SPRINGFIELD – Census numbers released Thursday show that for the first time in seven years, every major metropolitan area in the state saw population decline between July 2017 and July 2018.

The numbers give a county and metro-area look at population changes, and provide more detail on the statewide numbers the Census Bureau released for the same time period last December, which showed Illinois lost about 45,000 that year.

To Bryce Hill, research analyst at the conservative think tank Illinois Policy Institute, the detailed numbers released Thursday are no shock.

“This is something that was expected,” Hill said. “But it is concerning that all of the state’s metro areas are losing population.”

According to Hill’s analysis, most of the population loss is due to outmigration – more people leaving the state than arriving.

The Chicago metro area, which extends beyond Cook County into the collar counties and parts of southeastern Wisconsin and northeastern Indiana, had the greatest raw number decline of more than 22,000 people.

In Cook County alone, more than 24,000 people left.

Hill said the reason Cook County had a greater loss than the surrounding metro area is because of a continuing, longtime trend of people moving from the city to the nearby suburbs.

While the population drop of 970 people in the Danville metro area was smaller by comparison, it was the fourth worst decline of any metro area in the country at 1.25 percent.

In all, only 16 of Illinois’ 102 counties saw population increases.
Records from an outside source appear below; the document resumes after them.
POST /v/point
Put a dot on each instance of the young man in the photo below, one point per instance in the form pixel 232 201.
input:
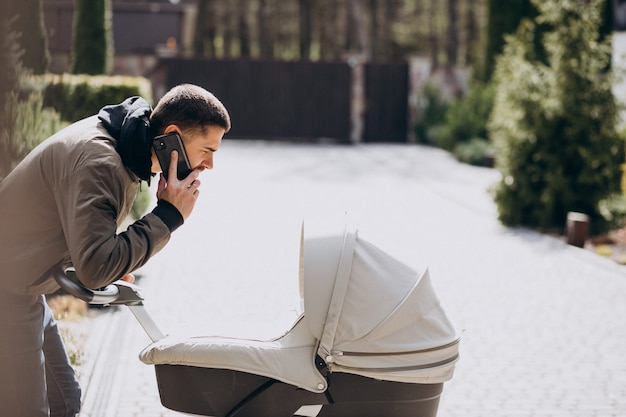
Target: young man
pixel 62 206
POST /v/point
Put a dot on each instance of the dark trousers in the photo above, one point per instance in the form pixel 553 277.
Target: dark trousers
pixel 36 378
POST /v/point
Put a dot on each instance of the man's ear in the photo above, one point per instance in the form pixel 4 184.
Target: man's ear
pixel 170 129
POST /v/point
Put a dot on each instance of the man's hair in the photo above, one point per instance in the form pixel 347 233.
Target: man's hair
pixel 189 106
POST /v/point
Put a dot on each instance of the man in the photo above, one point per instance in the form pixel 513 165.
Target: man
pixel 62 206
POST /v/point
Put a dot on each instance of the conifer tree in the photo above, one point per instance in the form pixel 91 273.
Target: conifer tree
pixel 554 119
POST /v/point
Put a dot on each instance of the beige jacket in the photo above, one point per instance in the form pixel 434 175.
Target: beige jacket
pixel 63 204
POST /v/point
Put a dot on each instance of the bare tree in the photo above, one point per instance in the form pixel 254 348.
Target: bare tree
pixel 452 46
pixel 264 26
pixel 356 39
pixel 329 22
pixel 432 33
pixel 204 37
pixel 306 27
pixel 244 28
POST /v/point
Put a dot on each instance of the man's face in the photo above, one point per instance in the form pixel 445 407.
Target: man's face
pixel 200 146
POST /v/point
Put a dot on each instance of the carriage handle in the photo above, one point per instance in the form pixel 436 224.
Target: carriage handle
pixel 118 293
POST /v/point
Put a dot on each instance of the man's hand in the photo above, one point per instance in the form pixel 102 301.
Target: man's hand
pixel 182 194
pixel 130 278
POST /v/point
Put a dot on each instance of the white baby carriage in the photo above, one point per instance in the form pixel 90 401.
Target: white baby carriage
pixel 373 340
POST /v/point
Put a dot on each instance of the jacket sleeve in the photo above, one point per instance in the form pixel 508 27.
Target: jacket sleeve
pixel 90 202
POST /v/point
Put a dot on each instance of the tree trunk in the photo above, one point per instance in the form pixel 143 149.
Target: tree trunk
pixel 306 28
pixel 266 48
pixel 204 37
pixel 244 29
pixel 453 33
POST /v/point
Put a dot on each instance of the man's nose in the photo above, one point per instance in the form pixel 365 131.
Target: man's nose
pixel 207 163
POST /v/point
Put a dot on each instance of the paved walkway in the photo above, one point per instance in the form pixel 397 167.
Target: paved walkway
pixel 543 324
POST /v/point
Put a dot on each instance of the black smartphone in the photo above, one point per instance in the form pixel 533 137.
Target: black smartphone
pixel 163 146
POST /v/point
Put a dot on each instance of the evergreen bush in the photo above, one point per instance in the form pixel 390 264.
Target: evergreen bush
pixel 79 96
pixel 554 120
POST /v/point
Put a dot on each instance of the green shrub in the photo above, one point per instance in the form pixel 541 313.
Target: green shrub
pixel 78 96
pixel 29 124
pixel 554 121
pixel 612 210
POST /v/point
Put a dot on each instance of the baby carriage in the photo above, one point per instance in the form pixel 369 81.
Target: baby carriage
pixel 373 340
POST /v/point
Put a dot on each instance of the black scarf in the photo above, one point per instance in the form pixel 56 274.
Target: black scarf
pixel 129 123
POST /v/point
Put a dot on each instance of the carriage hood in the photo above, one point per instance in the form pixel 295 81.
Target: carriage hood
pixel 373 315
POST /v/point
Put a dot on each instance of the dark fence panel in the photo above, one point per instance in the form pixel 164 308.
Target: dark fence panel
pixel 273 100
pixel 386 105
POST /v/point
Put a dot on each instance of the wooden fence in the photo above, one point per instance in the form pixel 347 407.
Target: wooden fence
pixel 299 100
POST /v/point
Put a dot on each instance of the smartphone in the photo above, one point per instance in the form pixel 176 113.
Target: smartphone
pixel 163 146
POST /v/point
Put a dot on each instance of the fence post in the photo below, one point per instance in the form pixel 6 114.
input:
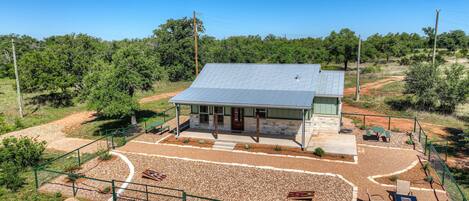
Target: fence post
pixel 36 180
pixel 113 185
pixel 146 192
pixel 364 122
pixel 426 145
pixel 389 123
pixel 79 160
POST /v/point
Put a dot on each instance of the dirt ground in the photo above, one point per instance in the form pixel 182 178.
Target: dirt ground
pixel 54 133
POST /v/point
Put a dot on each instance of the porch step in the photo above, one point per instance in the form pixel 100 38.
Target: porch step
pixel 224 145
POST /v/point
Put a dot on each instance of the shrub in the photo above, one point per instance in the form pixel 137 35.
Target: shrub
pixel 186 140
pixel 319 152
pixel 395 129
pixel 429 179
pixel 58 194
pixel 409 141
pixel 71 167
pixel 18 123
pixel 277 148
pixel 105 190
pixel 426 166
pixel 105 156
pixel 393 177
pixel 23 151
pixel 10 176
pixel 371 69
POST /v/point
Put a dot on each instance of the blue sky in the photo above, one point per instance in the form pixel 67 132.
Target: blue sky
pixel 120 19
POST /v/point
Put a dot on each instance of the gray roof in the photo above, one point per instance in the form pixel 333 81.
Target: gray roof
pixel 257 85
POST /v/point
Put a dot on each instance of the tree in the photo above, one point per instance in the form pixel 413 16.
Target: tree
pixel 453 89
pixel 342 46
pixel 175 41
pixel 112 87
pixel 61 64
pixel 421 82
pixel 23 45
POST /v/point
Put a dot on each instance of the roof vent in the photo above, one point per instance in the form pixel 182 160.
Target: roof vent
pixel 297 77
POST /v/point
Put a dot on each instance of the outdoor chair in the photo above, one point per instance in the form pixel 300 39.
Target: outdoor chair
pixel 403 187
pixel 374 197
pixel 387 135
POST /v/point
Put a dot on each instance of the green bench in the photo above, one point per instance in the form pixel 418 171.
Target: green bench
pixel 156 125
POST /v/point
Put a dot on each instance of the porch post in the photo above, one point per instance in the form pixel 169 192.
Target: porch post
pixel 177 120
pixel 303 131
pixel 257 126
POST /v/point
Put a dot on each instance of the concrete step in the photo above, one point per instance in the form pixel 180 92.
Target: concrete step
pixel 224 145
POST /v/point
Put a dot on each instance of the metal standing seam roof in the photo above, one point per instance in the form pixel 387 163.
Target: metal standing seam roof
pixel 254 85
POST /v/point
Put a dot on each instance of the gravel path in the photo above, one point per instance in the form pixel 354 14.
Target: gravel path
pixel 53 132
pixel 90 189
pixel 371 161
pixel 228 182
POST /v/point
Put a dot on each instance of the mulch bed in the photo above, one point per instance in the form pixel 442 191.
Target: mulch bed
pixel 114 168
pixel 188 141
pixel 416 176
pixel 271 149
pixel 226 182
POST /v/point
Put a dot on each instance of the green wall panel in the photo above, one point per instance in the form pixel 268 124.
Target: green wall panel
pixel 324 105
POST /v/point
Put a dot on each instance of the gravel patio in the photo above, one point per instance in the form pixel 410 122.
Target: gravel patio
pixel 227 182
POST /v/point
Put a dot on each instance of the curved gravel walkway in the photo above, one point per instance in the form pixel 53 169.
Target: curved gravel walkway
pixel 371 161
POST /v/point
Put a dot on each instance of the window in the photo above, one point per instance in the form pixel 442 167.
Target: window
pixel 203 117
pixel 261 112
pixel 219 112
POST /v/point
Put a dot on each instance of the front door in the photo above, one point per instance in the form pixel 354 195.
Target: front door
pixel 237 118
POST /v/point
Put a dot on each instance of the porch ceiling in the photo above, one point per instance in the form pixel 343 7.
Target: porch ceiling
pixel 246 98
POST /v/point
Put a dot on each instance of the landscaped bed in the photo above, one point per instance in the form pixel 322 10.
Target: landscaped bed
pixel 89 189
pixel 229 182
pixel 292 151
pixel 256 148
pixel 418 177
pixel 188 141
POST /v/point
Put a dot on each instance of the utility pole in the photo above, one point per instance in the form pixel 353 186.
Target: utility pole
pixel 196 46
pixel 18 90
pixel 357 92
pixel 436 35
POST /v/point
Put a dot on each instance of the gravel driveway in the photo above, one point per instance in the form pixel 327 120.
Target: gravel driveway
pixel 227 182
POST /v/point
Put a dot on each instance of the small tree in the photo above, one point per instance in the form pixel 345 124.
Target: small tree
pixel 453 89
pixel 111 89
pixel 421 81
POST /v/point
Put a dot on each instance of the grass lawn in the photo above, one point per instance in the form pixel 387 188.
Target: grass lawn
pixel 34 114
pixel 41 114
pixel 28 191
pixel 149 112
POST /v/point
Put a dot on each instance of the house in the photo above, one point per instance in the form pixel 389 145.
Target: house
pixel 284 100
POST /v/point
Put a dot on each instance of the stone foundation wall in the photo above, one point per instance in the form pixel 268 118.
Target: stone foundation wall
pixel 277 126
pixel 326 124
pixel 195 122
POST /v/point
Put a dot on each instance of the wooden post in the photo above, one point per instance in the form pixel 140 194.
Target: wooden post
pixel 389 123
pixel 215 124
pixel 364 122
pixel 257 127
pixel 177 120
pixel 303 131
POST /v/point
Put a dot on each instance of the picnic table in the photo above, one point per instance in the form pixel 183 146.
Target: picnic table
pixel 399 197
pixel 380 132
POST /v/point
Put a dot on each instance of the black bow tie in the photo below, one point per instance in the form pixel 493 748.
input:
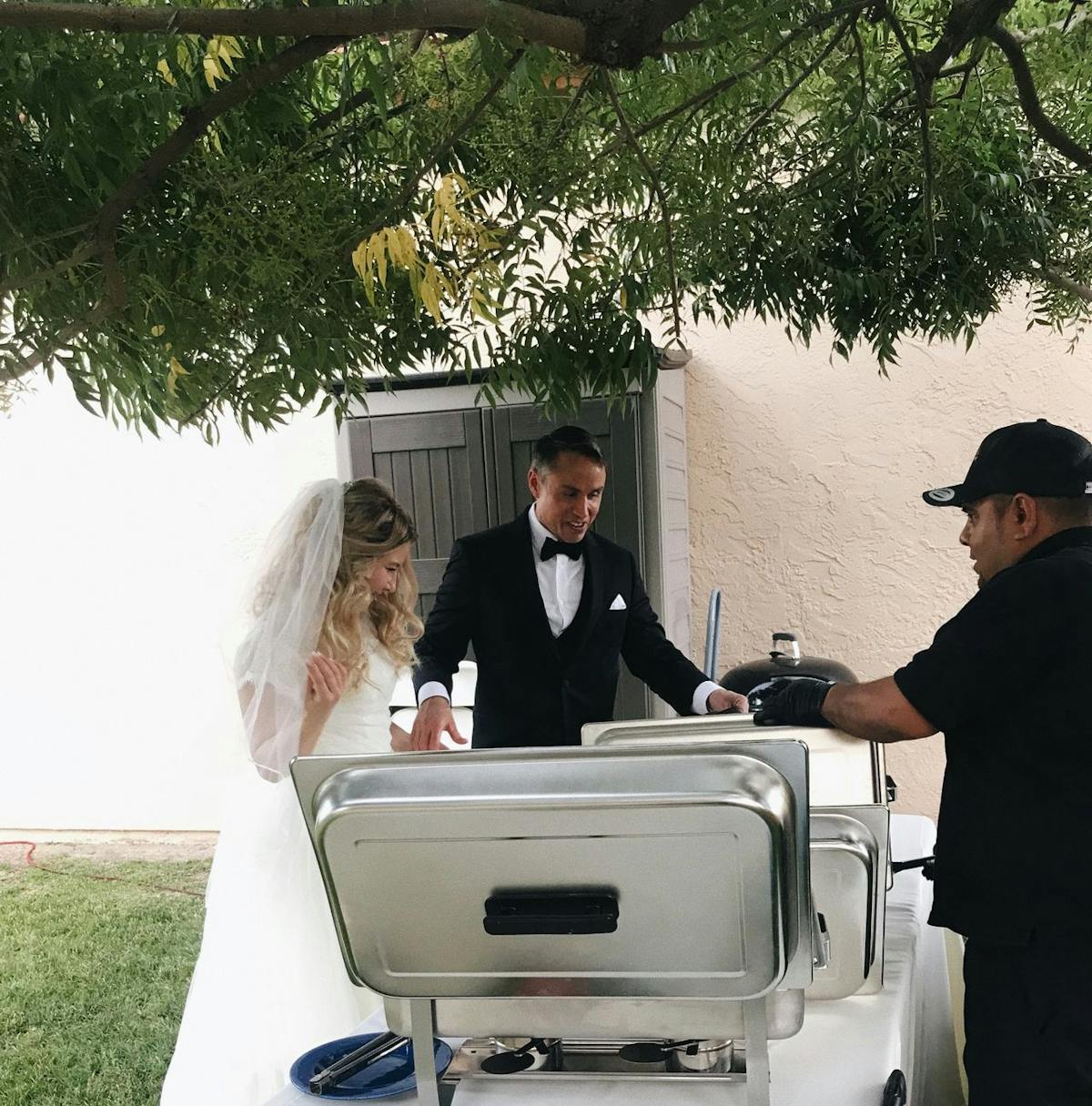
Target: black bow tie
pixel 551 548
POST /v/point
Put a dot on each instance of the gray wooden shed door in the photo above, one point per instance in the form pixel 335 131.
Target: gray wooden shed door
pixel 434 462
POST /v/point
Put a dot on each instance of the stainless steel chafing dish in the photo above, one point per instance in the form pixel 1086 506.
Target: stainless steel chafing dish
pixel 599 896
pixel 849 833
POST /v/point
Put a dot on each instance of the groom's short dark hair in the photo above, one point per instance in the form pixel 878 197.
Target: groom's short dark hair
pixel 565 439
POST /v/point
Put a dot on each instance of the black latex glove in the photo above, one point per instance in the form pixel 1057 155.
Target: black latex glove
pixel 794 701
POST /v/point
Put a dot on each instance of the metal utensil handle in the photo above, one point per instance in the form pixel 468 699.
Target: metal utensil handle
pixel 354 1062
pixel 712 633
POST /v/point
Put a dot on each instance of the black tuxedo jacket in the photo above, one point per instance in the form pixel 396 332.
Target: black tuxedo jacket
pixel 526 695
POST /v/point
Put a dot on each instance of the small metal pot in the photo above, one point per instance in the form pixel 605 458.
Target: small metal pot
pixel 712 1055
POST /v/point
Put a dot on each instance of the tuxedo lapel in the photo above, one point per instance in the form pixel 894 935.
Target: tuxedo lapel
pixel 525 577
pixel 592 588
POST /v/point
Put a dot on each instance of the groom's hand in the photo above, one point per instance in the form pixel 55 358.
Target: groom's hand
pixel 723 701
pixel 434 719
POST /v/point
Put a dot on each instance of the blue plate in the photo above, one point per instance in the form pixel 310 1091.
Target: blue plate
pixel 392 1075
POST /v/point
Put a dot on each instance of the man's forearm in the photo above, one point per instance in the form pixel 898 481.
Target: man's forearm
pixel 876 710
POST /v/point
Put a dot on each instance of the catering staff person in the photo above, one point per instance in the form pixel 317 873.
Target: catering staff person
pixel 550 607
pixel 1009 682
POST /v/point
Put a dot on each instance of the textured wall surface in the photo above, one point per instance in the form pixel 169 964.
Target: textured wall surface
pixel 804 492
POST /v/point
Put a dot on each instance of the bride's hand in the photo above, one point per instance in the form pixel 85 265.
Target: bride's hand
pixel 400 741
pixel 325 682
pixel 325 685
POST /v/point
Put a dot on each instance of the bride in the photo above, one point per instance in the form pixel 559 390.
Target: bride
pixel 333 625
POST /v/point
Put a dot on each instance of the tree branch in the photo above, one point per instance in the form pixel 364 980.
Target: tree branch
pixel 923 92
pixel 1065 25
pixel 411 184
pixel 103 237
pixel 345 21
pixel 1042 125
pixel 775 104
pixel 665 211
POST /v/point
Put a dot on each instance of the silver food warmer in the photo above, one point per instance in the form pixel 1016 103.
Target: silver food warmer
pixel 849 833
pixel 592 901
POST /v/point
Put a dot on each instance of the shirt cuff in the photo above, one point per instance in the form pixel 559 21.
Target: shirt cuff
pixel 702 693
pixel 430 689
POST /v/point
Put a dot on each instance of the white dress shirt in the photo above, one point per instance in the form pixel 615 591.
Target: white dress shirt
pixel 561 583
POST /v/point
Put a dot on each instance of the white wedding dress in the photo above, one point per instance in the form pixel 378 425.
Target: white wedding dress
pixel 269 981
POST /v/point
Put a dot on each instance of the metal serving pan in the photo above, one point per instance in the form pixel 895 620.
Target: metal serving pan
pixel 700 850
pixel 849 864
pixel 844 771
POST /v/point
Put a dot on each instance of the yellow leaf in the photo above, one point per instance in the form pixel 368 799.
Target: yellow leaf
pixel 175 370
pixel 211 72
pixel 360 259
pixel 393 240
pixel 381 264
pixel 430 294
pixel 409 247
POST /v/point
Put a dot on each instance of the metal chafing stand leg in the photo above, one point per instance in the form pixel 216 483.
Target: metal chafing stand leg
pixel 755 1030
pixel 422 1030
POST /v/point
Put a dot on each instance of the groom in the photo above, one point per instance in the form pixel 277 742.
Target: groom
pixel 550 608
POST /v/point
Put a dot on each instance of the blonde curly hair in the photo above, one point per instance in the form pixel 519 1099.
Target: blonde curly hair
pixel 375 524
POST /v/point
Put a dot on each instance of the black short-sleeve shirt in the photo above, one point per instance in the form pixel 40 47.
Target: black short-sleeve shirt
pixel 1009 682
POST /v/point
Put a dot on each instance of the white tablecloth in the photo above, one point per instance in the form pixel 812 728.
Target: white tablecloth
pixel 845 1050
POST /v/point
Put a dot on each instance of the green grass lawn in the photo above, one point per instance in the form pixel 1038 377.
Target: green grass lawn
pixel 93 979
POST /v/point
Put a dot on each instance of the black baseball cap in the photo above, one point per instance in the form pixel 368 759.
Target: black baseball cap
pixel 1036 458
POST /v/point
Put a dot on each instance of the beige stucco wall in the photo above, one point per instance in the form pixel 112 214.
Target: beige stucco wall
pixel 804 490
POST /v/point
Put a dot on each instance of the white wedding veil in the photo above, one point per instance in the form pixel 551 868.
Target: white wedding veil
pixel 293 591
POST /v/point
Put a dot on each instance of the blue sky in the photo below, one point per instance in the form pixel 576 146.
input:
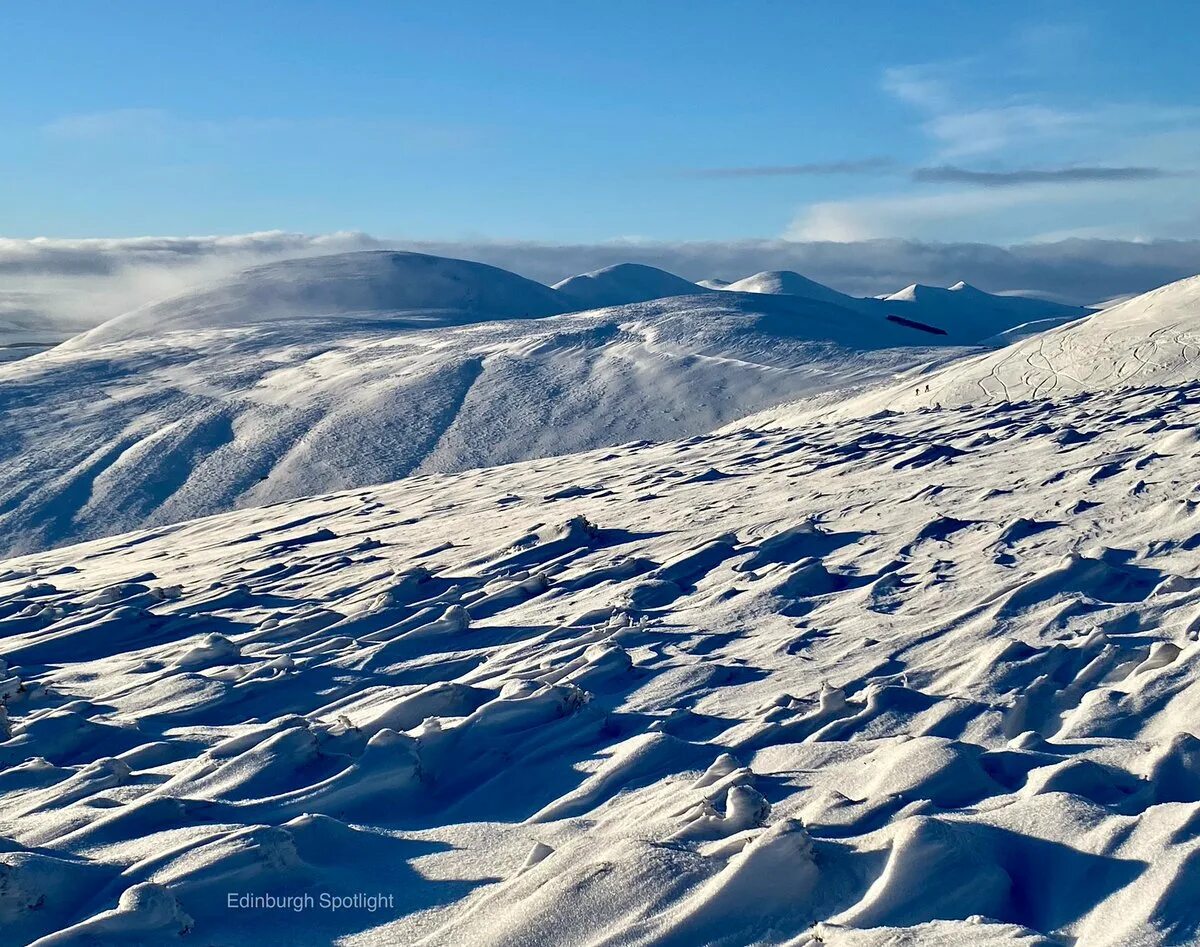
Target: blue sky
pixel 552 121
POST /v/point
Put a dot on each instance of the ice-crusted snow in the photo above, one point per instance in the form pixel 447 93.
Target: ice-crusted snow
pixel 883 677
pixel 443 291
pixel 102 437
pixel 975 313
pixel 785 282
pixel 1151 339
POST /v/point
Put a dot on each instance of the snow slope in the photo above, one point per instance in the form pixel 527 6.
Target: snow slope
pixel 342 285
pixel 970 312
pixel 792 283
pixel 622 283
pixel 961 313
pixel 904 678
pixel 1152 339
pixel 97 437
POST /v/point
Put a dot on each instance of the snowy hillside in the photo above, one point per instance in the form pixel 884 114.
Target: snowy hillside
pixel 96 437
pixel 922 678
pixel 959 313
pixel 1149 340
pixel 377 281
pixel 792 283
pixel 625 282
pixel 971 312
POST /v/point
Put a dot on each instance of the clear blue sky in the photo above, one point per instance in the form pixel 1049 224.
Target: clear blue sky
pixel 582 121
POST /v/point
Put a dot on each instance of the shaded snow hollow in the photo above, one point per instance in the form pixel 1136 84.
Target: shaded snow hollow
pixel 924 677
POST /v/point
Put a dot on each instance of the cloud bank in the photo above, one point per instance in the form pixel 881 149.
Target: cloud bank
pixel 77 283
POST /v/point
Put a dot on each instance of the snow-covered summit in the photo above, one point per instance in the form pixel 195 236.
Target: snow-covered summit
pixel 1150 340
pixel 623 283
pixel 341 285
pixel 786 282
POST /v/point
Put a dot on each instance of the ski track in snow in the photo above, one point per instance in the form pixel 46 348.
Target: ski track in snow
pixel 882 679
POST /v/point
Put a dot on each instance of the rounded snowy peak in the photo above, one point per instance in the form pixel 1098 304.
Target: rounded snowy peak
pixel 341 285
pixel 787 283
pixel 1147 341
pixel 624 283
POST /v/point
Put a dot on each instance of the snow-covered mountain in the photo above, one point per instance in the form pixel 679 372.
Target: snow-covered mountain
pixel 1149 340
pixel 785 282
pixel 160 426
pixel 345 286
pixel 966 311
pixel 961 313
pixel 622 283
pixel 922 677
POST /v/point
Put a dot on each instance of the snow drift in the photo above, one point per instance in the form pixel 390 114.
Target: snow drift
pixel 358 283
pixel 923 677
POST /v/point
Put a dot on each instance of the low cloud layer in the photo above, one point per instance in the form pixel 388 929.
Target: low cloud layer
pixel 77 283
pixel 951 174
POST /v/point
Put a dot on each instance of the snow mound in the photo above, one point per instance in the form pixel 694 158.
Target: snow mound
pixel 95 439
pixel 785 282
pixel 961 310
pixel 900 678
pixel 623 283
pixel 341 285
pixel 1150 340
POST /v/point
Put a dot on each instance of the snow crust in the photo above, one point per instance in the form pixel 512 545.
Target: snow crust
pixel 1150 340
pixel 622 283
pixel 921 677
pixel 342 285
pixel 99 438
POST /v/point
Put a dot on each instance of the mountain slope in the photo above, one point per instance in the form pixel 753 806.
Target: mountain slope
pixel 96 438
pixel 342 285
pixel 904 678
pixel 966 311
pixel 623 283
pixel 791 283
pixel 1150 340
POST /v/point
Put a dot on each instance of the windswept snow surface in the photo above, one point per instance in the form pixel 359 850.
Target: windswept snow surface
pixel 97 438
pixel 343 285
pixel 1152 339
pixel 625 282
pixel 970 312
pixel 785 282
pixel 927 677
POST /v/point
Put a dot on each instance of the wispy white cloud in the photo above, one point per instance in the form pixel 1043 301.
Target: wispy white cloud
pixel 78 283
A few of them, like Grundy (359), Monroe (176), and Jasper (71), are downstate, which Hill attributed to the natural result of births still outpacing deaths in those areas, rather than people moving there.

In most other places, Hill said, the gap between births and deaths is closing, and migration into Illinois is not enough to make up for the people leaving.

“As the population ages,” Hill said, “outmigration is going to become a bigger and bigger issue.”

While the Policy Institute cited the recent numbers as signs of Illinois’ poor labor market, high tax burden and reckless spending, others say the reasons for population shifts are more complicated.

“The problem of fixing outmigration is different depending on where you are,” said Kent Redfield, a political science professor at the University of Illinois Springfield. “If we mechanize farming and lose manufacturing downstate, that’s a different issue than dealing with gentrification in northeastern Illinois, for example.”

While admitting the trend is concerning, Redfield added that no single solution will fix the population problem.

“To say that if we adopted Florida’s tax structure, both downstate and metro areas would suddenly turn around – it’s much more complicated than that,” he said.

Population changes in the state will also affect the outcome of the 2020 census count, on which rides billions of dollars in federal funding and the number of congressional seats for Illinois.

Redfield said, based on current census estimations, at least one congressional seat will be lost, and it will likely come out of southern Illinois.